Sharon aveva ragione e ha saputo cambiare, i suoi critici sono pronti a riconoscere di aver sbagliato?
è la guerra al terrorismo che rende possibili le attuali speranze di pace
Testata: Il Foglio
Data: 13/01/2005
Pagina: 3
Autore: un giornalista
Titolo: Il paradosso morale di Sharon
IL FOGLIO di giovedì 13 gennaio 2005 pubblica un editoriale su Ariel Sharon, "l'uomo nero dei benpensanti di tutto il mondo" che "ora è il motore della pace".
Ecco l'articolo:

Ariel Sharon è al potere in Israele da
quattro anni. Ha affrontato il terrorismo
con la repressione, ha dispiegato
la forza armata nei territori, ha ucciso i
capi delle organizzazioni fondamentaliste
dovunque si trovassero, ha distrutto
una per una le case d’origine dei militanti
che si erano fatti esplodere tra i civili
in Israele, ha imprigionato Arafat in
un clamoroso esilio interno sotto gli occhi
costernati dell’opinione internazionale,
ha costruito un muro o barriera di
protezione per la lunghezza di seicento
kilometri nonostante le condanne dell’Onu
e della Corte dell’Aja, ha sostenuto
la guerra in Iraq e la cacciata di Saddam
Hussein, finanziatore dell’intifada
Al Aksa. Oggi Sharon è a capo di un governo
di unità nazionale con i laburisti
di Shimon Peres, dopo aver sfidato avventurosamente
il suo partito, gli alleati
e il Parlamento, e dopo avere spaccato
l’opinione pubblica del suo paese intorno
a un piano di ritiro degli insediamenti
ebraici dalla striscia di Gaza e da
alcune parti della Cisgiordania. Oggi
Sharon porta come risultato il decremento
del 90 per cento delle attività terroristiche,
un clima di tregua armata
che per quella regione significa vita,
speranza, liberazione dalla paura e dall’orrore.
Sharon oggi ha un interlocutore
che nasce dalla sua vittoria strategica,
dalla sua capacità di risposta dura
ma non temeraria, sorvegliata ma sistematica
e testarda. Sharon telefona ad
Abu Mazen e concorda la ripresa del negoziato
con il presidente palestinese
eletto, l’uomo che ha per primo denunciato
la follia omicida del terrorismo palestinese,
prendendo atto che la strada
della violenza era per il suo popolo un
vicolo cieco.
Non sarebbe ora che il paradosso morale
di una politica severa e necessaria
di autodifesa, che ha isolato Israele nella
fatua coscienza pubblica della sinistra
europea ma ha aperto nei fatti una
straordinaria possibilità di vita e di pace,
venisse esaminato senza pregiudizi
da coloro che in questi quattro anni demonizzarono
Sharon, previdero il suo
fallimento e predicarono la insostenibilità
etica del suo operato, considerandolo
un uomo di guerra e per certi aspetti
un nemico dell’umanità?
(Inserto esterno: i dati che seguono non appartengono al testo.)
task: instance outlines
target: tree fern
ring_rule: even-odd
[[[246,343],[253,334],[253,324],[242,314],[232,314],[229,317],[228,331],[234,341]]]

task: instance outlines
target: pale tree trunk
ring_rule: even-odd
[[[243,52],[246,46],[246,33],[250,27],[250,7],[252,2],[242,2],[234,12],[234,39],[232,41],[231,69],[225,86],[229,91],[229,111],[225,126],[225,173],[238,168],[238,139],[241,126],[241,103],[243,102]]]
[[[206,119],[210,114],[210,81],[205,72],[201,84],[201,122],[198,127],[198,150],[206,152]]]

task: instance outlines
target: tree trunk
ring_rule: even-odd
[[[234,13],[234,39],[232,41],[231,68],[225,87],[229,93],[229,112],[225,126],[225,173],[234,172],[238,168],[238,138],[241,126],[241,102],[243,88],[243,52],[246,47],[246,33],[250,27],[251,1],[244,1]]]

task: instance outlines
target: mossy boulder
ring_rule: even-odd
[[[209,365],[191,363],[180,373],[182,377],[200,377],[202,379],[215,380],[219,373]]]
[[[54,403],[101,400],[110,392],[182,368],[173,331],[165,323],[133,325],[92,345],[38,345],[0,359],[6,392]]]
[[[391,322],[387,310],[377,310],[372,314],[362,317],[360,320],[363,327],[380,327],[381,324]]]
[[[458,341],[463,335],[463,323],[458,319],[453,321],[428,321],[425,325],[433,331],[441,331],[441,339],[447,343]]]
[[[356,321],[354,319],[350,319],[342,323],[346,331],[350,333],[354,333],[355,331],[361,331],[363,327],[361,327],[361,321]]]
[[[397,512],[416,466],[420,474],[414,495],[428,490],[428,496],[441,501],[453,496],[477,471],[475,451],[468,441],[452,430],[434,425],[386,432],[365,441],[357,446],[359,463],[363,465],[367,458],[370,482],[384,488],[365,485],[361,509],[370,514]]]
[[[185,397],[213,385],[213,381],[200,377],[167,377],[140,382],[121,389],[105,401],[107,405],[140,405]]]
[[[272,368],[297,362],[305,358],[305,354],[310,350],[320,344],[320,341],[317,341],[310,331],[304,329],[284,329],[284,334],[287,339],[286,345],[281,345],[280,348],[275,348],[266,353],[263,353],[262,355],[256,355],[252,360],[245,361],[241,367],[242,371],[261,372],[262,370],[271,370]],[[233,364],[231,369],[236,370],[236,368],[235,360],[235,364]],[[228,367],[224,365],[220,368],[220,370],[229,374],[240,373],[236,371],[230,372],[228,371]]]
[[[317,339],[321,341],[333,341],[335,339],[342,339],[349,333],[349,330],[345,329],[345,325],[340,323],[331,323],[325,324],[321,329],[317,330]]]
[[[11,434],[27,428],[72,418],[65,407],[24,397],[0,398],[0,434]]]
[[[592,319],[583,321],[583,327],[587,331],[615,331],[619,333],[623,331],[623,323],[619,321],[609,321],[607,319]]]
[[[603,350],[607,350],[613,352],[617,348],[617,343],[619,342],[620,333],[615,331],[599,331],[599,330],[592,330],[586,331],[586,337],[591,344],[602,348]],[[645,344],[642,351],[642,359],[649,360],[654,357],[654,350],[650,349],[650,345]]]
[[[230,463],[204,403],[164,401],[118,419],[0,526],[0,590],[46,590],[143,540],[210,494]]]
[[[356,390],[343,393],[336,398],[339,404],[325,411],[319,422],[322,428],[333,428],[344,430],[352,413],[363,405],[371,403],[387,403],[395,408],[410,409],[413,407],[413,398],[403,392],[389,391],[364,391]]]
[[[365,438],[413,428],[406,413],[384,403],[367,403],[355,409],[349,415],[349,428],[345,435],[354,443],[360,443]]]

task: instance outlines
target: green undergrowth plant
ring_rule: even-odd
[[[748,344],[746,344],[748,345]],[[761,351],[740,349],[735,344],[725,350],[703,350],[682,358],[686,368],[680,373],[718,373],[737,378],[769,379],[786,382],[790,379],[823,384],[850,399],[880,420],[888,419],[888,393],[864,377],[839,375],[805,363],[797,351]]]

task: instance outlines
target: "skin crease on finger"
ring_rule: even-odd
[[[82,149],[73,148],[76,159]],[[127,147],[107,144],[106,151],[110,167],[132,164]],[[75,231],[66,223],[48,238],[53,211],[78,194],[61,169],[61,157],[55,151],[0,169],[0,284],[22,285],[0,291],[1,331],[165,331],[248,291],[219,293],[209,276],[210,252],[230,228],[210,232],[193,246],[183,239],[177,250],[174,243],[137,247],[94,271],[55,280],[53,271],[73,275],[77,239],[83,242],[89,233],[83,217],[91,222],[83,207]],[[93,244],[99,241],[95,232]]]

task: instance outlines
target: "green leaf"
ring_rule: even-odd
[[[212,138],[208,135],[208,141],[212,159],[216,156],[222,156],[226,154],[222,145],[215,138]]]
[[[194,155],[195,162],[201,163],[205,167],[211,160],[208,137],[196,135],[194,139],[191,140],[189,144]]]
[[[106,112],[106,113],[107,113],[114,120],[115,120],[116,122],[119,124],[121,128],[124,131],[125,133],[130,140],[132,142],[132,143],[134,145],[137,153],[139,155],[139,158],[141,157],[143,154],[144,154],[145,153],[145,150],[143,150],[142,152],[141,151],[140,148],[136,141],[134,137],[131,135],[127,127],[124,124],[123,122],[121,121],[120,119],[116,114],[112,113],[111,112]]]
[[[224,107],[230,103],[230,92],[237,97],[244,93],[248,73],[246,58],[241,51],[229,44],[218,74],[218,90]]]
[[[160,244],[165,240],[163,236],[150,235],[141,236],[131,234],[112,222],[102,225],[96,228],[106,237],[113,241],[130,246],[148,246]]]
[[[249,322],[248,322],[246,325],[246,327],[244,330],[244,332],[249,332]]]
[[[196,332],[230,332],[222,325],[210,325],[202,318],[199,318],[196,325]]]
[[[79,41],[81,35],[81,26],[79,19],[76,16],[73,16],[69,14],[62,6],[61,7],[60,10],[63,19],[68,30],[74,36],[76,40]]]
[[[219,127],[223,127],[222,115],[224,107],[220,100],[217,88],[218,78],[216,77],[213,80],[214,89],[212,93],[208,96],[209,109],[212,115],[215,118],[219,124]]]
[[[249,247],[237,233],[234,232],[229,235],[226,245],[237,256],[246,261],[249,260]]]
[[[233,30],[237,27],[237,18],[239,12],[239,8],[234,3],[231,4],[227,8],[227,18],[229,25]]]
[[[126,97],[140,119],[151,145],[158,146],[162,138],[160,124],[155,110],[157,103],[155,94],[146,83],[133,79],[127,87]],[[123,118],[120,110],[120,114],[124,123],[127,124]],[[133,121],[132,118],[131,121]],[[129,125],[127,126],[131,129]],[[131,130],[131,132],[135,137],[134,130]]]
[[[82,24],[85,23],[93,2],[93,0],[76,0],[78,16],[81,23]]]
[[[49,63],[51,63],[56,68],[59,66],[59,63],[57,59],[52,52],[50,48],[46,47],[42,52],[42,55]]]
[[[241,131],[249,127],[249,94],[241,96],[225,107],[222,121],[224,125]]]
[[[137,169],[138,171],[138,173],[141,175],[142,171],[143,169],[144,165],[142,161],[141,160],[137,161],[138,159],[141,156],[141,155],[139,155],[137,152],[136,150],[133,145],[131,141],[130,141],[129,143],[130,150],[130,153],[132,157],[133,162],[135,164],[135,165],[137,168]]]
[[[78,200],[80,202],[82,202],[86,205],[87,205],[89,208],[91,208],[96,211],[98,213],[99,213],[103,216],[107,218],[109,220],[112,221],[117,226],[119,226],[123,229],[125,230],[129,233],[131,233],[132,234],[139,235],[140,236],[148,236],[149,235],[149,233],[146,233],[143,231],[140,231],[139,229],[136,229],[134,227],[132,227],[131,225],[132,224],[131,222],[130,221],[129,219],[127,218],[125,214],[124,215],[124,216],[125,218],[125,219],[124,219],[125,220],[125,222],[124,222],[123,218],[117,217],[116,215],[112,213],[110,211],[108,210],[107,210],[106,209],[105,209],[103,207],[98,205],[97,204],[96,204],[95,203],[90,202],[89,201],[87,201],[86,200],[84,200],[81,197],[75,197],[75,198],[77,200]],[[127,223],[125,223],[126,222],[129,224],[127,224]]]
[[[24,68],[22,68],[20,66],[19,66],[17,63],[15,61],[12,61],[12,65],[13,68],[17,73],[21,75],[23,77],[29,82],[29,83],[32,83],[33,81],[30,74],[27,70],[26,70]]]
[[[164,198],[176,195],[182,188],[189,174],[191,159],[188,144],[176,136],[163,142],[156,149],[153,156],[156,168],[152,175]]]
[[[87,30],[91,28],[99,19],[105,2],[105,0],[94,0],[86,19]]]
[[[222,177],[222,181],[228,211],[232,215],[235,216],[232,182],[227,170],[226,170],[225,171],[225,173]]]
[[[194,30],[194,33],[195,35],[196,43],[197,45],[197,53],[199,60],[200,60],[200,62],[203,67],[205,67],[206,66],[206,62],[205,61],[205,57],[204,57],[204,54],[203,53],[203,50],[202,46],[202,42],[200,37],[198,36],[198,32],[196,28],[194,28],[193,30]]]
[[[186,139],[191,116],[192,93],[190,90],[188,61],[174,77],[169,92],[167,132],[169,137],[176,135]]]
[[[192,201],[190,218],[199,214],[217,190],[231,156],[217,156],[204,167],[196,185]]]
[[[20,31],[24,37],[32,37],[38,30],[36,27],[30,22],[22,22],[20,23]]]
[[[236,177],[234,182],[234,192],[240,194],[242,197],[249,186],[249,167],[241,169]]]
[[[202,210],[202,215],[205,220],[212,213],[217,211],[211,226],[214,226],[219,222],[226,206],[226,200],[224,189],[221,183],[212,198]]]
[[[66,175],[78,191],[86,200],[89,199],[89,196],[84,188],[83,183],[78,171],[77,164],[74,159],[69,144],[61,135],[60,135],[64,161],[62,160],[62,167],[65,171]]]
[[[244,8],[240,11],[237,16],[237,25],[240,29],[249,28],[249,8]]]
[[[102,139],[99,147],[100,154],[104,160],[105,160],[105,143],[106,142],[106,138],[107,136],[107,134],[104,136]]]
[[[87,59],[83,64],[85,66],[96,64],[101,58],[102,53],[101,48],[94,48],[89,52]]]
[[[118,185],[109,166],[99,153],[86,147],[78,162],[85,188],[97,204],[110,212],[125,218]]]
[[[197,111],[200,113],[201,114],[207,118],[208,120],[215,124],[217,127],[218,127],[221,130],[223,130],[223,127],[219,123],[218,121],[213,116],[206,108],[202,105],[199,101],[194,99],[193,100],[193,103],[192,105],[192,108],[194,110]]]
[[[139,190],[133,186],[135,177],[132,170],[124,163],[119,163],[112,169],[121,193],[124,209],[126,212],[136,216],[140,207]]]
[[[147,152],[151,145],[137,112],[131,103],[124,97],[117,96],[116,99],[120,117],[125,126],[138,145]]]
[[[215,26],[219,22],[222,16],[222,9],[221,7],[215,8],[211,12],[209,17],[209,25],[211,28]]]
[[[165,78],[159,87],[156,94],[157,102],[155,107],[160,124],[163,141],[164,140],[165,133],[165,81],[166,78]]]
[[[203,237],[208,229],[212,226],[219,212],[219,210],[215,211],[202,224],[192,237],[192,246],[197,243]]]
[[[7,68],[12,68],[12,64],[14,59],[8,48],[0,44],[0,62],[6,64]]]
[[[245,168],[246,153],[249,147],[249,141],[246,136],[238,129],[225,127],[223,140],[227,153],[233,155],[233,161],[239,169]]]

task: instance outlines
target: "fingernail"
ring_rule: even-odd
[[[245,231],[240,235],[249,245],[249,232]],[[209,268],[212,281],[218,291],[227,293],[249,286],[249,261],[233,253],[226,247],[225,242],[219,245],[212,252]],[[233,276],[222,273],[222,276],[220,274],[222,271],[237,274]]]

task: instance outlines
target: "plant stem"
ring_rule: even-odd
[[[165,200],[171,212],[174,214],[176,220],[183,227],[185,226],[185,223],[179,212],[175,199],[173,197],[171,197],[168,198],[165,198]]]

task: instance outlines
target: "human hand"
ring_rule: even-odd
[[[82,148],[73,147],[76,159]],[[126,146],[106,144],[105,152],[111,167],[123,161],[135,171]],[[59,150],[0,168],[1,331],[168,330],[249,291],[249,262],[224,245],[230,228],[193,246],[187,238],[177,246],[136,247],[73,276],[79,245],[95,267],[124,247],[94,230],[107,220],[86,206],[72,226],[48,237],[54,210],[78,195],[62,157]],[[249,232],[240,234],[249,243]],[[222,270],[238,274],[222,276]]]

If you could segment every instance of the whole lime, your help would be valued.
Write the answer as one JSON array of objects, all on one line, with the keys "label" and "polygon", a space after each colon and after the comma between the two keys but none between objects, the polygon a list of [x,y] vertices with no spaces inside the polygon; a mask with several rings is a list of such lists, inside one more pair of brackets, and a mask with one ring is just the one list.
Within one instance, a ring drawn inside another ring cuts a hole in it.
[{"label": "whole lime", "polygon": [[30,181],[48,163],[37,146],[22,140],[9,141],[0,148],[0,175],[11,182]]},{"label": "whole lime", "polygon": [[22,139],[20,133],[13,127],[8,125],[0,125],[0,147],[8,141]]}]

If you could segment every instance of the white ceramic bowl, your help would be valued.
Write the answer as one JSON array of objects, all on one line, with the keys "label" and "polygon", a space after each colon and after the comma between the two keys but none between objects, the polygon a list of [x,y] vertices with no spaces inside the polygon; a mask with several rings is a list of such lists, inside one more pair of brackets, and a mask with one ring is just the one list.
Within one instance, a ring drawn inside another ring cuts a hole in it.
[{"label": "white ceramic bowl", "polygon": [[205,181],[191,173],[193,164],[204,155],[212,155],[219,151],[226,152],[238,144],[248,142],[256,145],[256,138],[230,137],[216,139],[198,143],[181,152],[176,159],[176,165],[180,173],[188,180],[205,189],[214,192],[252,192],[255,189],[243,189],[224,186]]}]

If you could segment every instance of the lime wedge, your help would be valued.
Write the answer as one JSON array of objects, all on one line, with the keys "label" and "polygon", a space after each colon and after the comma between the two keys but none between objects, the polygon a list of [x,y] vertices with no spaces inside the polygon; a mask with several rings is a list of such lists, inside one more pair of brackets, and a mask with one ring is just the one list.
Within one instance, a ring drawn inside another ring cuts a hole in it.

Su molte questioni
Sharon è fortunatamente cambiato
nel suo rapporto quotidiano con la
realtà, come rileva sul Monde Claude
Lanzmann, e lo dimostra con lo smantellamento
di quegli insediamenti di cui fu
ardente sostenitore o quando definisce
l’occupazione militare dei territori, sulla
scia di un vecchio giudizio di David Ben
Gurion, "una catastrofe". E’ la caratteristica
migliore degli uomini di Stato, cambiare.
Dovrebbe essere anche la caratteristica
di chi ha sostenuto, verso questo
spauracchio che la sinistra ha amato
odiare, posizioni oggi rivelatesi cieche,
ingenerose, faziose. Chi alza la mano per
primo e dice con semplicità: di fronte all’insurrezione
terrorista, Sharon aveva
ragione, la sua era la linea giusta?